Wednesday, November 18, 2009

Refreshing Dissapointment

I called home yesterday, and it was good talking to my grandparents and nephew, but I missed my sister AND found out things are basically still the same which left me on an extremely sour note.

I finished that report last minute, was extra late to class, which incidentally let out early as soon as I got there, and then found lots of mistakes in my own work, which really let me down after getting chewed out for being late (again). Today I was supposed to meet a friend (I am hesitant to call her that but also wary of my own jumping to conclusions mistrust of people) on the pretense of asking something (I was going to ask about a homework project...) but really to catch up because it's been over a month or so since I've saw her, but apparently she caught a cold somewhere between this morning and an hour before we were supposed to meet.

I had just arrived at a comedy show and maybe can ask someone else for what I wanted to ask (although it's pretty specific, about what the international groups due to stick together when the international students leave, and also about Japanese dating and sex culture but those kinds of things always pop up on their own when I talk to people ;) ), but still it's like "wtf? I even dressed a little お洒落 today..."

Not to mention the comedy show, which was billed as mostly English but some Japanese, turned out to basically be just some random guy talking about his thoughts about how bad the Japanese comedy industry is, and how hard it is to be innovative and the history of English (ie American) comedy. THERE WERE NO JOKES. Well actually there were, but they were all videos of old comedy shows that he showed, which for the most part weren't funny, so I feel even worse for the people who are/were actually interested in the performance or finding out how to do comedy themselves.... So I really wasted my time. (I did find a 文学部生 specializing in Genji, which was kind of interesting... but I walked farther than I wanted to...)

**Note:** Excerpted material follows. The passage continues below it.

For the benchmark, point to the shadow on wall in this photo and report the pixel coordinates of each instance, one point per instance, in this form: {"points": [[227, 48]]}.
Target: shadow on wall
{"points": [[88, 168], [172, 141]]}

But even so I feel refreshed. Somehow, at this time when I normally want to die (by which I mean collapse on my bed sleep deeply), I suddenly feel like I have energy, , don't have much work, have time for all the things I want to do and need to catch up on, and a lot of other good feelings. I'm going to get my multiple re-entry permit tommorow (I'm not going to Korea this weekend like I thought I wanted to/could have...), I talked to Yang the other day!, can start making plans for Korea and Taiwan (where I'll get to meet up with a lot of friends over the winter break!!) and Singapore tickets are really cheap right now too!, am saving money sort of, can finally finish a movie I've been "watching" for weeks now, feel like I'm making a lot of progress in Japanese ability, and making good friends here... so I guess maybe that's why. But still, it's very different than normal, my heart is a little lighter than I think it should be, I have a little more hope and will (resolution? I can't think of the word). Maybe it'll be like this from now on. I don't know. I can't say I'm exactly happy, but this is better maybe.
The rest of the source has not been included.